Taken together, these studies show the broad value of satellite-based, machine-learning, and deep-learning approaches for cyclone monitoring, but they do not close the specific gap addressed here: the lack of a medicane-focused framework that combines self-supervised spatiotemporal adaptation on infrared sequences with downstream binary detection and center-coordinate regression. Against this background, DeMeTrA is formulated as an end-to-end workflow for medicane detection and rotation-center localization from SEVIRI Airmass RGB image sequences. Its implementation builds on VideoMAE v2 as the pretrained Transformer encoder, which is first specialized on unlabeled Mediterranean satellite clips and then fine-tuned for binary cyclone detection and coordinate regression of the cyclone center. In the resulting workflow, detection acts as a first filtering stage and tracking is applied only to clips classified as cyclonic.

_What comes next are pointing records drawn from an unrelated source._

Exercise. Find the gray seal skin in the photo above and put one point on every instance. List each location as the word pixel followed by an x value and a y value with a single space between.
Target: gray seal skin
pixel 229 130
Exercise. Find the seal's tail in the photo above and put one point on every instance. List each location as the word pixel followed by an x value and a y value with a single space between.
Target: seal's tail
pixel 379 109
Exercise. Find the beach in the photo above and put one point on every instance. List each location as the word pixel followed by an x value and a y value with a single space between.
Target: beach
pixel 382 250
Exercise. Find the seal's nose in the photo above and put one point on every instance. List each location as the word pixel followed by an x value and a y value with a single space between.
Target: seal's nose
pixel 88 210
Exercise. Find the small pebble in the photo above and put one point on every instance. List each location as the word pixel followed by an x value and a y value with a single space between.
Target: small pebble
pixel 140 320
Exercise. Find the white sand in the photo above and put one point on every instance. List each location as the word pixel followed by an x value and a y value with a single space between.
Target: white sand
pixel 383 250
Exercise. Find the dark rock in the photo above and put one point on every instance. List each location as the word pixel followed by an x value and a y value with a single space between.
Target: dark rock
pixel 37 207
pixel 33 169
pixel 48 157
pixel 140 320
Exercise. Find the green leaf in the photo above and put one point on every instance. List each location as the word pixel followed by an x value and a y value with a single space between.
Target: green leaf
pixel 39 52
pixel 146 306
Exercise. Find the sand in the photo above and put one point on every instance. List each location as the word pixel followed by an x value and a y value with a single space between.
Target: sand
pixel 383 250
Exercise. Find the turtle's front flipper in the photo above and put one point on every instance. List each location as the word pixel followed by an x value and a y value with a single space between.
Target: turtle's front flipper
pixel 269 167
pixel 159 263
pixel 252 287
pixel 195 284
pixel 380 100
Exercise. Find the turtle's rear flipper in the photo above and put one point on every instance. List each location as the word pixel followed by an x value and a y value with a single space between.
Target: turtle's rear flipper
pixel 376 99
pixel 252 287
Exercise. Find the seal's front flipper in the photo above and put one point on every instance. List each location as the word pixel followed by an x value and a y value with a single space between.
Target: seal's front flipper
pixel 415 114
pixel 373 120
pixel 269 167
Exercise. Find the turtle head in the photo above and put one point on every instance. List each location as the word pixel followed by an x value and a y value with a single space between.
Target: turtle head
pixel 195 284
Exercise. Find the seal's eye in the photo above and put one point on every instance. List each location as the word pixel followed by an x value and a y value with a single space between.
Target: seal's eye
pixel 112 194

The main contributions of this work are threefold. First, we construct a medicane-oriented video dataset from more than 7.5 years of MSG observations over the Mediterranean and derive labels from the best-track dataset of Mediterranean cyclones for 1979–2020 [
8], complemented by manual temporal refinements to better align the annotations with visible cloud rotation. Second, we develop a three-stage training strategy that combines self-supervised spatiotemporal representation learning with downstream detection and tracking tasks. Third, we evaluate the framework on cyclone-wise train/validation/test splits, including an imbalanced test configuration that better reflects operational conditions. Our objectives are to test whether a VideoMAE-based model can effectively support medicane detection and tracking from SEVIRI IR video sequences, and to define an end-to-end methodology for dataset construction, model specialization, and event-based evaluation that is suitable for near-real-time monitoring.
The remainder of this paper is organized as follows.
Section 2 describes the study data, the dataset-construction procedure, and the DeMeTrA training pipeline.
Section 3 presents the experimental results for detection and tracking, while
Section 4 discusses the main findings, limitations, and possible future developments.